Deterministically debugging concurrent GC bugs with rr
28 Apr 2019Multicore OCaml comes with a concurrent garbage collector, where the garbage collector and the mutator threads run concurrently. Debugging concurrent GC bugs has been the most frustrating / satisfying (when fixed) part of Multicore OCaml development. rr, a record and replay tool has made debugging concurrent GC bugs a sustainable exercise. In this short post, I’ll describe why.

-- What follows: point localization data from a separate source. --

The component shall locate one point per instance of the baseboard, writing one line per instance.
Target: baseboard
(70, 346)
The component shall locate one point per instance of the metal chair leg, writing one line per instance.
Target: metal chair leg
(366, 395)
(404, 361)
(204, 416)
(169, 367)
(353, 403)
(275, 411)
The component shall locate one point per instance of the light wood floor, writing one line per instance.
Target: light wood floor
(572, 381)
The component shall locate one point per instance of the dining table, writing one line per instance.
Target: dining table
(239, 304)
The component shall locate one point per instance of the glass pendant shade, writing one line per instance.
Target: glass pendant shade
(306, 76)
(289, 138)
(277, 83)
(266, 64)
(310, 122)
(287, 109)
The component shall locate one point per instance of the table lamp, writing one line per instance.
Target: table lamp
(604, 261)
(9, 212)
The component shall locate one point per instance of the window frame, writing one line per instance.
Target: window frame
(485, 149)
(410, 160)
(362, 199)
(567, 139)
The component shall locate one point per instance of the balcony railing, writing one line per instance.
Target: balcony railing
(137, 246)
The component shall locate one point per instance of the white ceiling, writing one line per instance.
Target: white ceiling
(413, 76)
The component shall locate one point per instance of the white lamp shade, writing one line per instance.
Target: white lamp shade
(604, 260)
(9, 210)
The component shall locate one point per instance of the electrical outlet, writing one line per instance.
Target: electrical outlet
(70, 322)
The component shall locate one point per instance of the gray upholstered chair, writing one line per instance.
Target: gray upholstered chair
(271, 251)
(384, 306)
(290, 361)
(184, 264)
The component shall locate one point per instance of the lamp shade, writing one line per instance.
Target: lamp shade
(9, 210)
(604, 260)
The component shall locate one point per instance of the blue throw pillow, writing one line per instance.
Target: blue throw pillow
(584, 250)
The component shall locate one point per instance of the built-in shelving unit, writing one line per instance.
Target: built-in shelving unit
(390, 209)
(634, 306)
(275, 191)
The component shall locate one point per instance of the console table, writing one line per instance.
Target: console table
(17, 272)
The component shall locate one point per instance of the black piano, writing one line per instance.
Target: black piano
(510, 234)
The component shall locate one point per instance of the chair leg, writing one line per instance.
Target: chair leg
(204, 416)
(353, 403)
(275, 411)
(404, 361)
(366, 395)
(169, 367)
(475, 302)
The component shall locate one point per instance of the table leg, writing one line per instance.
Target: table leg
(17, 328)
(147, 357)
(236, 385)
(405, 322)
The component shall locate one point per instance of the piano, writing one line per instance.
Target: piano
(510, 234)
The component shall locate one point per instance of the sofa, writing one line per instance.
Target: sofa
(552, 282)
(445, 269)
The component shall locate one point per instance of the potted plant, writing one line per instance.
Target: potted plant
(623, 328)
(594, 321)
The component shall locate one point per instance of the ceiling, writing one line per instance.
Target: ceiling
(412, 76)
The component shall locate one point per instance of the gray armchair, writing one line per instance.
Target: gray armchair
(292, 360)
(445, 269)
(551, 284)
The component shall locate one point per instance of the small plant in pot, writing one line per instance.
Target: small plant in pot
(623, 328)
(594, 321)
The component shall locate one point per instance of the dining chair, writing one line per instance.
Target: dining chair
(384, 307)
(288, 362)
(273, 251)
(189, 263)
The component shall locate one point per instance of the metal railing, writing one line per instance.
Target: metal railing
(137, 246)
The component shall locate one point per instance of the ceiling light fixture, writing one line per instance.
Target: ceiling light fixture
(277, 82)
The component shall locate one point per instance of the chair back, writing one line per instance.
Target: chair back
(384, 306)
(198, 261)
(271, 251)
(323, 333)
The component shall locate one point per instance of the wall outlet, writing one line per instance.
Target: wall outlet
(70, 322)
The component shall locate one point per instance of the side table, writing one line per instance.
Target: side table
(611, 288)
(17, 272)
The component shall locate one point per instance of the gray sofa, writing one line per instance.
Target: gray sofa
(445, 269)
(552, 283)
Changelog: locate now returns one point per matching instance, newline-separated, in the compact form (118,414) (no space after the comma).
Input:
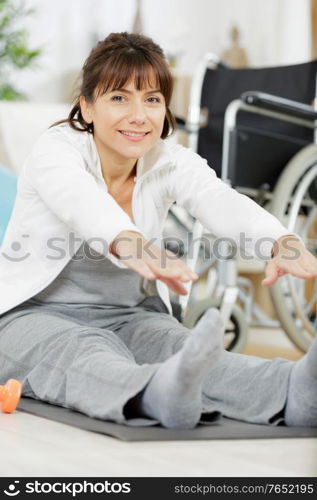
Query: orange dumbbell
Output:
(10,394)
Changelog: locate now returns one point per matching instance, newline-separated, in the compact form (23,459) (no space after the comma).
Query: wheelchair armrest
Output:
(279,104)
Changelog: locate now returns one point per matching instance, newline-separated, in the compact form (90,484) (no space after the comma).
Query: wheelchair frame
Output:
(228,280)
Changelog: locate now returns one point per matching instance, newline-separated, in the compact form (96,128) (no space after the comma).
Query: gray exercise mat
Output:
(220,428)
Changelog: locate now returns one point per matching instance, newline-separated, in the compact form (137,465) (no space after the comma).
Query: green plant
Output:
(14,50)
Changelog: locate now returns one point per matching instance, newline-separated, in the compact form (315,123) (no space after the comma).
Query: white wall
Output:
(274,32)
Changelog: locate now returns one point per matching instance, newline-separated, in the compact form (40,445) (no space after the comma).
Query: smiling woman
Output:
(85,316)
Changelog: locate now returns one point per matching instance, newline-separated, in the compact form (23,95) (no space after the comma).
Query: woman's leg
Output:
(70,364)
(239,386)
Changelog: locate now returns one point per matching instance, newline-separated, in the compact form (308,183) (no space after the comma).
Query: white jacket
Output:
(62,200)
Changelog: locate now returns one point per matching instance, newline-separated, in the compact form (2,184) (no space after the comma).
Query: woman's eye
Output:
(154,99)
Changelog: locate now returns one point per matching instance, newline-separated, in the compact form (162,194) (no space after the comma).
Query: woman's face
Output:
(127,122)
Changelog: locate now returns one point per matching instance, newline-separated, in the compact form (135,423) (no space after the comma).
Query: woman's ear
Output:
(85,109)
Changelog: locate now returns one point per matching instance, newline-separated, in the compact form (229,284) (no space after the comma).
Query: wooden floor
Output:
(32,446)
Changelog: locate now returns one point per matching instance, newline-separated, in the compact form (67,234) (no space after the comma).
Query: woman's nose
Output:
(138,113)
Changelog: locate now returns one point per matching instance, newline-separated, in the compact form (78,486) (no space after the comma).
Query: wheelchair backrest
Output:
(8,187)
(262,145)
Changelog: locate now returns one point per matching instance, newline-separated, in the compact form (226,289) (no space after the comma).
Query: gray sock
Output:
(174,394)
(301,405)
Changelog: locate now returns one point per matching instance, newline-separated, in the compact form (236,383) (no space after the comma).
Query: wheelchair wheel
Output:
(294,203)
(236,333)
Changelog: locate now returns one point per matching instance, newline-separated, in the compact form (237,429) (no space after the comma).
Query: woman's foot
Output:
(173,395)
(301,405)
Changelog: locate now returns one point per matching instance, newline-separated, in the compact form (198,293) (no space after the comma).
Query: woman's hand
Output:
(290,256)
(151,261)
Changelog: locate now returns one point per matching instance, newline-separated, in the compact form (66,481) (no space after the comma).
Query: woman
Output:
(85,316)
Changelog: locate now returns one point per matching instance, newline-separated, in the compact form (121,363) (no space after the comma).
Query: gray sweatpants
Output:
(95,359)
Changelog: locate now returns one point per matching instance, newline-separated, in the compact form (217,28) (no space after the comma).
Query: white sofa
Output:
(21,123)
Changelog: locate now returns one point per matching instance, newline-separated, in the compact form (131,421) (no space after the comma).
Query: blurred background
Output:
(245,32)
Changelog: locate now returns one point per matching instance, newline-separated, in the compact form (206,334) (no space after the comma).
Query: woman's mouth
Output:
(133,136)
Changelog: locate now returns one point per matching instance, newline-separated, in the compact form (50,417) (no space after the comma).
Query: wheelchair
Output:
(257,130)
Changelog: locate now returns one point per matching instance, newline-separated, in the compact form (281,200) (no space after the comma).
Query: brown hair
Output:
(111,64)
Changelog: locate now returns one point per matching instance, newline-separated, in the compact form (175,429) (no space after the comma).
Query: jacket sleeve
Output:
(222,210)
(57,171)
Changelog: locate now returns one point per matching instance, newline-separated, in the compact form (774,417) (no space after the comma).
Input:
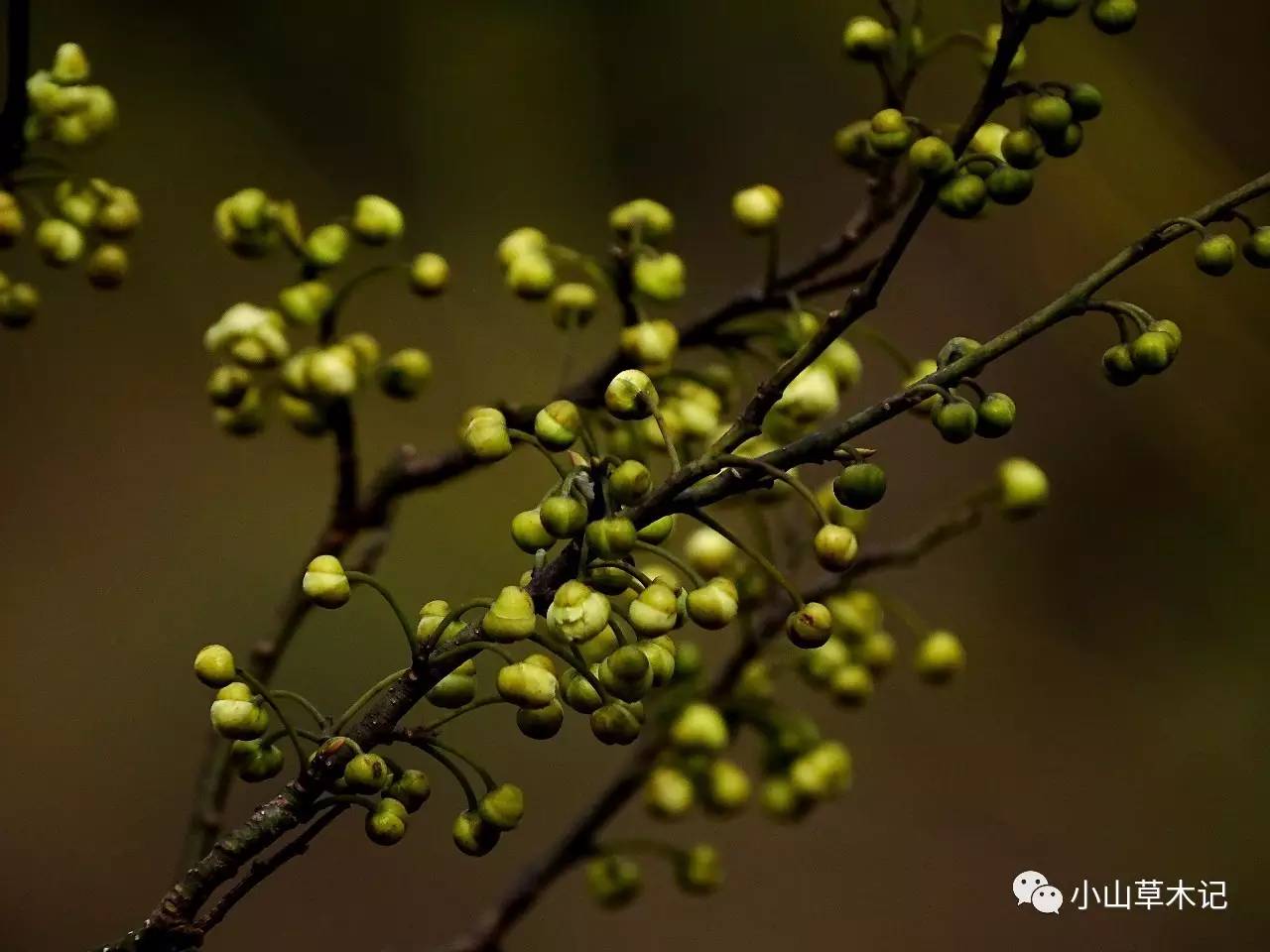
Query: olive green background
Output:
(1112,721)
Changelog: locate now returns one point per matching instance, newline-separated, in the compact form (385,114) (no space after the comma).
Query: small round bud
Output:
(1215,255)
(939,656)
(503,807)
(483,434)
(558,424)
(668,793)
(835,547)
(367,774)
(699,728)
(810,626)
(405,373)
(659,277)
(376,220)
(564,517)
(1114,17)
(860,485)
(955,420)
(1024,486)
(866,40)
(472,835)
(213,665)
(996,416)
(630,395)
(757,208)
(325,583)
(511,617)
(430,273)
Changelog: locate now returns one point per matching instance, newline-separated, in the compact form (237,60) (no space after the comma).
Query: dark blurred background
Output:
(1112,721)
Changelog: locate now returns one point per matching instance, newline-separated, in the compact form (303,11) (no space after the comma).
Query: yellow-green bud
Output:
(213,665)
(376,220)
(325,581)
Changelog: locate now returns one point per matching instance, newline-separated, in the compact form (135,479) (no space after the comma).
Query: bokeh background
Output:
(1112,722)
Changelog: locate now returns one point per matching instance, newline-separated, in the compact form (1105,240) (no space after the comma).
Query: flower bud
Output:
(376,220)
(412,788)
(939,656)
(325,581)
(526,684)
(810,626)
(1024,488)
(326,245)
(699,728)
(613,881)
(630,395)
(1213,255)
(472,835)
(213,665)
(541,722)
(955,420)
(757,208)
(667,793)
(367,774)
(483,434)
(866,40)
(558,424)
(503,807)
(511,617)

A particularly tricky concurrent GC bug is one which occurs once every 10 to 100
runs due to non-determinism and any attempt to instrument the program to isolate
the bug (simplifying the program, adding print statements, etc.) makes it
disappear. The bug may only appear relatively late in the program run – after a
few major GC cycles, where the program might have allocated 10s of gigabytes of
memory by then. The bug usually manifests as a segfault due to illegal memory
access, but the source of the bug may lie in the previous GC cycle and perhaps
due to actions of a different thread than the one that is throwing up the error.
gdb
often doesn’t help since finding the illegal memory access may not give
any clue as to when the heap was corrupted.
rr
to the rescue. rr
is an enhancement over gdb
with support for recording
an execution and debugging in reverse. Once a failing execution is recorded,
the execution can be replayed multiple times deterministically. This removes the
non-determinism from debugging session. gdb
does support record and replay,
but not on multi-threaded targets.
The fact that the program can be run in reverse is the key for debugging heap
corruptions. An illegal access typically appears as a load or store to a illegal
memory address obtained from a heap object. When such an illegal access is
found, I set a hardware watchpoint on the heap address containing the illegal
address and continue the program in reverse. rr
runs the program in reverse until
the write that stored the illegal address in the heap object! Usually, several
transitive reverse runs are necessary to get to the source of the bug, but this
is just mechanics.
While rr
supports multi-threaded programs, it runs every thread on the same
core. This usually makes the bug disappear. Luckily, rr
comes with support for
forcing a context switch after a certain number of CPU ticks (measured in terms
of the number of retired conditional branches). Even with this option, you will
need many runs before rr
comes across a buggy execution. So I use the
following command:
for i in {1..10000}; do rr record -c 10000 <program> <args>; if (( $? == 0 )); then echo "done $i"; else break; fi; done
which runs <prog> <args>
under rr
where a thread is allowed to execute for a
maximum of 10,000 ticks before a context switch. rr
runs are repeated until a
crash is found or 10,000 rr
runs are successfully completed. Depending on the
program being debugged, I leave it running overnight. If rr
had in fact found
a crash, I can perform replay debugging with rr replay
the following morning
and have a deterministic and reversible recorded execution to work with.
rr
has save countless hours in the development of Multicore OCaml, and rr
should be a essential tool in every GC hacker’s toolbox.